Salomón Shang (La leyenda del innombrable próximamente), aparte de director, también es exhibidor, y conoce perfectamente de qué se trata todo el mundo del cineclub de arte y ensayo, ese que ya no existe, ese del que se hacen documentales de naturaleza como si fueses animales en peligro de extinción. Rodada en Barcelona, en una sala que sufría esta situación y que terminó cerrando, la película tiene así el componente total del problema, su mirada partidista y ahora con su estreno la complicidad de un público que no creo pueda eliminarse de la ecuación.
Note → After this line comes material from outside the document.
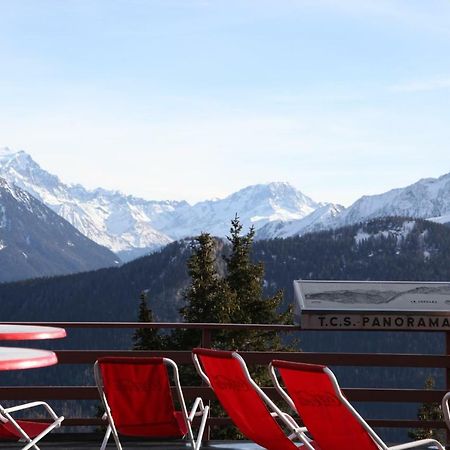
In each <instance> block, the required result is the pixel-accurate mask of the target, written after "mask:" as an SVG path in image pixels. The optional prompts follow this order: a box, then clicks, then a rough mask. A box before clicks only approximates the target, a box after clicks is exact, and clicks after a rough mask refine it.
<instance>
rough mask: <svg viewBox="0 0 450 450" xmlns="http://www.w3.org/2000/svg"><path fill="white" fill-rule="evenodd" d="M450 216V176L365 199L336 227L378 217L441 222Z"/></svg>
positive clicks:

La melancolía y la crudeza de la denuncia del film no pueden por tanto ser eliminados, y apartando las maneras a veces rocanbolescas y hasta incluso difíciles del autor para con un espectador medio (no es a él al que está destinado este artilugio), el documental tiene la buena pinta de un gran cuadro quizás demasiado alto o quizás demasiado bajo, pero que parece imprescindible a la hora de mostrar el contenido de las gentes detrás de la costumbre de la butaca y la proyección.
El que quiere sumergirse con ganas en el aledaño mayor de la industria, ese que nadie mira mientras la pelota está en juego, puede acercarse a este film con total tranquilidad, pero el que no tenga ni paciencia ni ganas de contemplar al muerto en el velatorio que ni intente mostrar su pésame porque será salpicado. La calidad de ensayista del proyecto expulsará a aquellos que no le den importancia al propio arte, porque la propia exhibición de este film es un metalenguaje al que me gustará ver en grado bajo y me adormecerá en grado máximo. El equilibro del tributo a las salas y la creación del desbordante autor, han de viajar de la mano. Sino simplemente habremos visto un documental más, concreto, pero uno más.
Parece una denuncia sensible más allá del dinero de la proyección. Parece un lugar de ensayo que no debe olvidarse de documentar.